What would you do if you woke up one morning, got out of bed, showered, made breakfast and, while you were eating your Wheaties, checked your bank account to find a couple hundred thousand dollars missing?
What would appear to be a comically exaggerated scenario was, in fact, a reality for one New York resident in 2012. This person fell victim to a particularly cutting malware, which took them for all of what it’d cost to buy a reasonably nice home in Albany. They were the exception to the rule, but their story–as well as the stories of other bank account breaches nationwide–can go some way to teach us how to avoid such worst-case scenarios ourselves.
As with cat-skinning, there’s more than one way to hack a bank account. The oldest and most reliable method is, of course, to steal a physical bank card. Digital methods are more diverse. For example:
- “Skimmers” implanted in point-of-sale machines and ATMs can read off the data encoded in a card’s stripe.
- Apps masking themselves as games or social media platforms on Windows-based app stores can hide malware on your device or siphon your PII to malicious actors.
- Hackers can plant themselves on a public WiFi network, waiting for an unprotected computer to make an unencrypted connection, then read off all the data that’s sent and received. If that computer’s owner is shopping online, that could include their payment information. If they’re checking their bank account, their login details.
It was a malware called Gozi, and an associated cybercrime online service called 76Service that caused that one anonymous New Yorker to lose $200,000 out of their account. They must have thought they were the unluckiest person in the world at the time, but two other victims of 76Service were reported to have lost a combined six million dollars to the same criminal outfit. Many, many more victims lost smaller amounts.
Gozi, more commonly referred to today as Ursnif, or its most common variant, ISFB, is one of an entire class of malware we call “banking trojans.” There’s Emotet, still very common as of this writing, and perhaps the most famous banking trojan, Zeus, responsible for siphoning a reported 70 million dollars from the innocent.
Bank trojans, as the name would suggest, arrive on a victim’s machine masquerading as something other than what they actually are. A PDF included in an unsolicited email, a link in an SMS message from a number unrecognized. It is by virtue of opening these files (or, in even more sensitive cases, simply opening these emails) that the malicious payload masked within is able to download itself to your device.
It is because hackers have gotten so good at deception that these attacks are so effective.
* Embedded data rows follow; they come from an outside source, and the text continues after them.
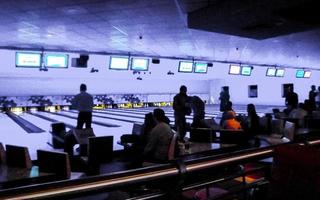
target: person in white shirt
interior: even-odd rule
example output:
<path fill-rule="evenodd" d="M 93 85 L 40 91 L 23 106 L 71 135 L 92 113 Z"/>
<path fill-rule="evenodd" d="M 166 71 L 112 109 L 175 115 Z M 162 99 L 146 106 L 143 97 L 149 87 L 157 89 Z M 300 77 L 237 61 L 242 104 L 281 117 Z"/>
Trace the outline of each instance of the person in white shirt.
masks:
<path fill-rule="evenodd" d="M 72 101 L 73 106 L 79 111 L 77 129 L 82 129 L 84 124 L 86 124 L 86 129 L 91 128 L 93 97 L 86 91 L 87 86 L 81 84 L 80 93 Z"/>

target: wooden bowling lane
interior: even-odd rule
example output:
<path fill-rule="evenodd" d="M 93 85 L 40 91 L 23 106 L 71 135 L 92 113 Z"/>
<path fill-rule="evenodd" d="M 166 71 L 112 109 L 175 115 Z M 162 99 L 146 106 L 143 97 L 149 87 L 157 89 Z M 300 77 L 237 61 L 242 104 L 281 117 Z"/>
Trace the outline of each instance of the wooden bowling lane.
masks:
<path fill-rule="evenodd" d="M 6 112 L 7 116 L 16 122 L 21 128 L 23 128 L 27 133 L 43 133 L 43 129 L 39 128 L 37 125 L 25 120 L 22 116 L 15 114 L 11 111 Z"/>
<path fill-rule="evenodd" d="M 75 120 L 77 119 L 77 116 L 70 116 L 70 115 L 64 114 L 62 112 L 48 112 L 48 113 L 51 113 L 52 115 L 59 115 L 59 116 L 63 116 L 63 117 L 66 117 L 66 118 L 75 119 Z M 92 124 L 97 124 L 97 125 L 106 126 L 106 127 L 119 127 L 119 125 L 117 125 L 117 124 L 94 121 L 94 120 L 92 120 Z"/>
<path fill-rule="evenodd" d="M 68 111 L 64 111 L 64 113 L 66 113 L 66 115 L 71 115 L 71 113 L 72 114 L 77 114 L 78 111 L 68 110 Z M 111 120 L 128 122 L 128 123 L 141 123 L 141 122 L 143 122 L 143 120 L 141 120 L 142 118 L 139 118 L 139 117 L 131 117 L 132 119 L 129 119 L 130 116 L 123 116 L 123 115 L 116 115 L 116 114 L 113 114 L 113 115 L 111 114 L 111 116 L 105 116 L 103 114 L 105 114 L 105 113 L 93 111 L 92 117 L 103 118 L 103 119 L 111 119 Z M 72 115 L 72 116 L 74 116 L 74 115 Z M 114 116 L 118 116 L 118 117 L 114 117 Z"/>
<path fill-rule="evenodd" d="M 64 113 L 64 111 L 60 111 L 60 112 Z M 52 118 L 52 119 L 60 121 L 60 122 L 68 123 L 68 124 L 71 124 L 74 126 L 76 126 L 76 124 L 77 124 L 76 119 L 68 118 L 63 115 L 54 115 L 49 112 L 37 112 L 37 114 Z M 68 113 L 68 115 L 71 115 L 71 116 L 73 115 L 74 117 L 77 116 L 76 113 Z M 93 117 L 93 119 L 95 119 L 95 117 Z M 119 127 L 106 127 L 106 126 L 100 126 L 98 124 L 92 124 L 92 129 L 93 129 L 95 135 L 96 136 L 112 135 L 114 137 L 113 149 L 114 150 L 123 149 L 123 146 L 117 144 L 117 141 L 120 140 L 120 137 L 122 134 L 130 134 L 131 133 L 133 123 L 111 120 L 111 119 L 103 119 L 103 121 L 108 122 L 108 123 L 118 124 Z"/>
Take a 2017 case, where an unknown hacker or hackers began distributing emails to Canadian companies on behalf of their “banks.” The emails, and the malicious pages they redirected to, were highly detail-oriented. It’s easy to think “of course I would spot a fake email,” but check out the images below and consider honestly whether you’d think twice about what you see…
(Check Point Research)
Many of those targeted by the Canadian phishing campaign had no reason to suspect that they were falling into a trap. They willingly divulged their company’s bank information to the criminals who had only to sit back and wait.
We receive so many emails every day that it’s hardly possible to carefully vet each one. We visit so many websites, use so many apps and interact with so many people that we can’t be expected to approach each individual cyber event with careful skepticism.
It’s why any solution to online financial protection requires a more thorough approach to cyber hygiene.
- Never open a link or PDF from a sender you don’t know.
- Tread carefully around websites you’ve never visited before, and download an HTTP Secure extension for each of your browsers.
- Avoid public WiFi where possible. If you can’t avoid it, at least avoid shopping online or checking your bank account until you get home. And use a VPN to encrypt your connection.
- Have a good antivirus program running on your computer at all times.
- Use long, complicated passwords for your bank accounts and change them as often as you’re willing to.
- Keep an eye on your account activity, and set up notifications to be sent to your phone every time a transaction is placed with your bank details.
- Take advantage of any other security protocols offered by your bank, like automatic fraud detection, voice recognition for phone calls, and two-factor authentication for online logins.
Even with all these measures in place, it’s not possible to be completely protected from all kinds of cyber threats. Just ask customers of Capital One who, last summer, learned that a lone hacker stole huge amounts of customer data straight from their bank’s online databases (luckily, FBI agents caught up to the perpetrator before any of it was released). If your bank is hacked directly, no amount of antivirus or two-factor authentication will save you.
What these cautionary measures will do, however, is make you less hackable than the person to your left, or to your right. Oftentimes, that’s more than enough. As they say: a gazelle in the jungle doesn’t have to outrun a hungry cheetah, it only has to outrun the slowest gazelle in its pack. Don’t be the slowest gazelle if it’s your money on the line.